The images, generally shot on medium or large format film, often over a period of several hours with each cat, represent what Campbell describes as a “stoic vulnerability.” It’s a process that transforms the cats into mere objects or still lifes rather than revealing their inner qualities. Like his staged images of people, they are all frozen moments, crafted fictions. “Perhaps when slowing things down,” Jamie tells us, “placing them in a more ‘serious’ studio situation and no longer treating them as cats, but more like pure subjects, things begin to change. They become less cat-like, less alive. I am not sure how many people have asked me if the cats in the photos are taxidermy. There is a real-ness that is removed, or stripped away, in the way I aesthetically treat my cat photographs. I’ve always thought of photographs in general as pure fiction, and I don’t think otherwise about the images I make of cats. I am not capturing their inner-essence, or deep character, I am just freezing and visually reproducing a sliver of a second of their physical-ness.”
Since cats tend to be fickle photographic subjects, Campbell transports his studio setup to each individual cat’s house in order to put them at ease.
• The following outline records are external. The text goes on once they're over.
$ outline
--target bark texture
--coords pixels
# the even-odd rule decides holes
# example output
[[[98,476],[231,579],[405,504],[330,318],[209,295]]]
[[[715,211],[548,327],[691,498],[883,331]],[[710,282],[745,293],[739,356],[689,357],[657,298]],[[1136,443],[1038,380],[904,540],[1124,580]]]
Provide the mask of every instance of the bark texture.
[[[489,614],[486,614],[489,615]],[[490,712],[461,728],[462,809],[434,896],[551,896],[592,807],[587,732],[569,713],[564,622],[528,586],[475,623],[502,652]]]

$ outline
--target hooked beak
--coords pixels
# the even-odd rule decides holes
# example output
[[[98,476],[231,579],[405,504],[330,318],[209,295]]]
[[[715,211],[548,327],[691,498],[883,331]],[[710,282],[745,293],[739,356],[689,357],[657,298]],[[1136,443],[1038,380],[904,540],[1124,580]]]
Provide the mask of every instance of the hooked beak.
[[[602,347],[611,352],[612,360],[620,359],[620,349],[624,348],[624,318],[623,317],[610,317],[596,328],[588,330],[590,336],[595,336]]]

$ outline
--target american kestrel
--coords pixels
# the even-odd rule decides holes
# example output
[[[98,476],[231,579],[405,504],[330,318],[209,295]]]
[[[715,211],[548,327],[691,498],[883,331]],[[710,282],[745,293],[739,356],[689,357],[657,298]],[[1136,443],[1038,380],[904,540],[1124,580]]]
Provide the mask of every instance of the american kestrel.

His process is generally hands-off, and often relies on waiting patiently, sometimes up to 10 minutes at a time before shooting even a single frame.
“You have to be pretty patient,” says, Campbell “cats give you the best things when you don’t expect it…I’ve seen cats fall asleep while I was shooting them. I used to use this cat toy called Da’ Bird, but to be honest that gets the cat way too hyper (but it is a great tool to tire them out). It is hard to get a hyper cat to stay still. I almost have to bore them.”
While Campbell self-describes his cat pictures as being cold, unrevealing one-offs, this work is in many ways tied to his personal relationship with cats - one that goes much deeper their objectified qualities or superficial quirks. Campbell began photographing cats regularly after he developed a fascination with a specific cat named “Adam” he found on the Internet. He was drawn to Adam -- a cross between three breeds: a Scottish Fold, a Devon Rex and a Munchkin -- for what he saw as “heroic” qualities that represented a strange and powerful metaphor for self-determination.
“He was the only male of his kind,” Jamie writes, “and he refused to mate. The only male Suskin-Munchkin in the entire world refused to reproduce or spread his seed. I respected him for his decisions. He wanted to end his genetic line. He was a hero, a martyr. He wasn’t willing to participate in someone else’s quest to play God. He was no Pawn...And before he completely disappeared, I had a need to make him the very thing I viewed him as – A Photographic Negative.”
Bio: Jamie Campbell was born and raised in Niagara Falls, Ontario. In 2006, he received a BFA from Ryerson University in Toronto. A recent MFA graduate from Concordia University in Montreal, Quebec, his work creates fictional narratives that display introverted moments of vulnerability and the exhaustion wrought by defeat. Campbell currently lives and works in Toronto.